Er träumte von seinem Schichtleiter. »Stimmen Sie der Aufnahme in das Schwarzfahrerregister zu«, fragte der Schichtleiter und lächelte. Er antwortete nicht, hatte sich nur gewundert, woher das Summen kam, das er unentwegt hörte. An mehr konnte er sich nicht erinnern.
Er träumte von ihr.
»Guten Morgen, Hermann«, sie stand in der Tür, sie trug kein Tablett, sie trug die blaue Tasche vor sich her, die Tasche lag auf ihren Unterarmen, ihre Handflächen zeigten nach oben.
»Ich will nicht«, sagte er, »ich will nicht«, während er sprach, versuchte er sich zu erinnern, was er nicht wollte, es fiel ihm nicht ein.
Sie sah ihn stumm an. Er trat in die Bettdecke, glatter Widerstand. Er trat ins Leere, bis seine Beine strampelten, seine Zehen ans Fußteil des Bettes stießen, er rutschte tiefer, stampfte die Wut ins Holz, das dumpfe Bullern beruhigend. Sie stellte ihre Tasche auf den Boden, blieb an der Bettkante stehen, beugte sich über ihn. Jana Potulski nahm das zweite Kopfkissen, streckte die andere Hand aus, ihre gut gepolsterte Hand, und berührte kurz seine Wange. Ihre Finger waren warm.
»Gut«, sagte sie und hob das Kissen. Vielleicht wollte sie es ausschütteln, doch es kam auf ihn zu, senkte sich weiß und bauchig. Er wollte es mit der Hand wegschieben, was tat sie denn, das Kissen war viel zu nah.
Er sog Luft ein, sog kleine Partikel, sog Staub, Stofffasern des Kissens mit ein, fühlte, wie sie schnell seine Nasenlöcher hinaufschossen, sich auf die Innenwände legten, an den Schleimhäuten klebenblieben. Er wollte nach ihr greifen, aber da war nichts, als hätte sie keine Arme, die das Kissen in sein Gesicht drückten. Er riss den Mund auf, Weiches drang in seine Mundhöhle vor, der Stoff schmeckte schal.

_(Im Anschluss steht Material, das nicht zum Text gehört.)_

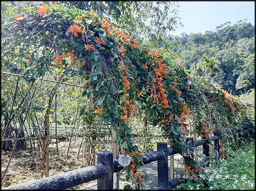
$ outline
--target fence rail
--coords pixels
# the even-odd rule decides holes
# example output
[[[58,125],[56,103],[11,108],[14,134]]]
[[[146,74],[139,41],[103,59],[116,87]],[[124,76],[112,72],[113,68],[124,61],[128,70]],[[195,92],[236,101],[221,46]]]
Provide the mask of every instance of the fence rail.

Als er aufwachte, konnte er nicht atmen. Er hustete, fühlte zähen Schleim in seiner Kehle, jedes Keuchen schleuderte ihn ein Stück höher. Der Schleim wanderte die Luftröhre hinauf, in seinen Rachen, in seinen Mund. Er spuckte aus, spuckte in seine Handfläche, auf dem Nachttisch lagen keine Taschentücher, er wischte die Hand an der Bettwäsche ab.
Was würde sie mit ihm anfangen? Sie würde ihn liegen lassen, weglaufen, die Haustür zuschlagen. Nein. Zuvor würde sie alles abwischen, jeden Hinweis beseitigen, dass sie jemals in seiner Wohnung gewesen war, bei ihm gelebt hatte. Die Tür würde sie leise schließen und still die Treppe hinabgehen. Sie würde ihn liegen lassen, bis die Insekten kamen. Zuerst die Fliegen, durch irgendeine Spalte würde eine Fliege in die Wohnung eindringen, war vielleicht schon da. Würde ihre Eier legen in Ohren, Nase, Mund, er würde mit offenem Mund sterben, die Zunge in den Rachen gestaucht, die Zähne gelb und trocken. Weiß getrockneter Speichel, um die Lippen, in den Mundwinkeln, im Rachen und auf der Zunge. Mit offenem Mund und offenen Augen, Einfallstore für die Insekten, unablässig ihn umkreisend, flügelschlagend, Eier legend auf ihm, über ihm, in ihm.